Published online Dec 26, 2016. doi: 10.4330/wjc.v8.i12.689
Peer-review started: July 26, 2016
First decision: September 6, 2016
Revised: September 7, 2016
Accepted: October 5, 2016
Article in press: October 9, 2016
Published online: December 26, 2016
Reactive oxygen species (ROS) and oxidative stress are closely associated with the development of atherosclerosis, and the most important regulator of ROS production in endothelial cells is NADPH oxidase. Activation of NADPH oxidase requires the assembly of multiple subunits into lipid rafts, which include specific lipid components, including free cholesterol and specific proteins. Disorders of lipid metabolism such as hyperlipidemia affect the cellular lipid components included in rafts, resulting in modification of cellular reactions that produce ROS. In the similar manner, several pathways associating ROS production are affected by the presence of lipid disorder through raft compartments. In this manuscript, we review the pathophysiological implications of hyperlipidemia and lipid rafts in the production of ROS.

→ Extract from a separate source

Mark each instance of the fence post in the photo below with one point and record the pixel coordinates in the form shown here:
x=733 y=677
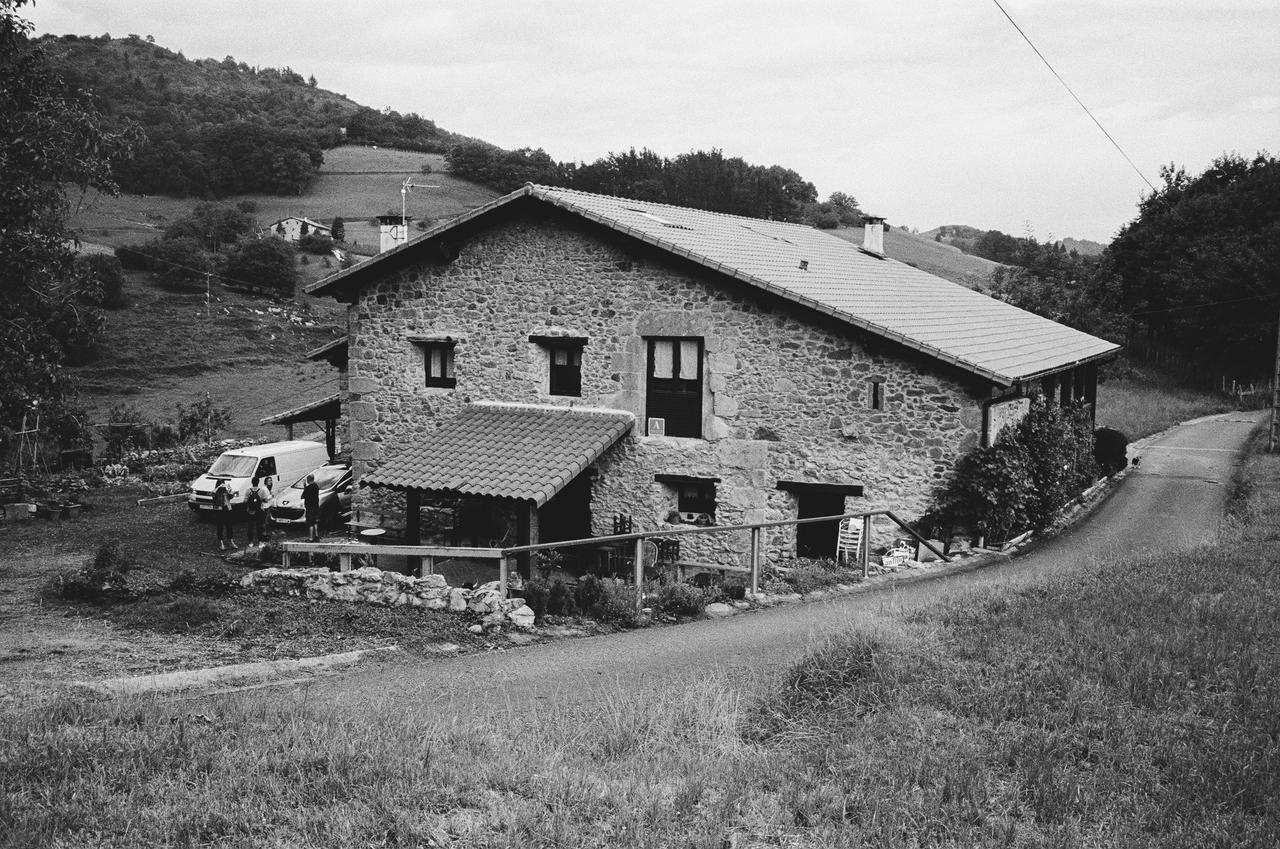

Core tip: Lipid raft is a membrane microdomain in which specific combinations of lipid components such as free cholesterol and proteins function to mediate and amplify a variety of cellular signals. The platform has a significant impact on the cellular reactions such as the production of reactive oxygen species, however, there are limited articles on the clinical relevance of this platform. Lipid disorder, such as hyperlipidemia, is one that significantly affects the platform, with the modification of associating cell functions in various ways. We focused on the effect derived from this platform in hyperlipidemia in this manuscript.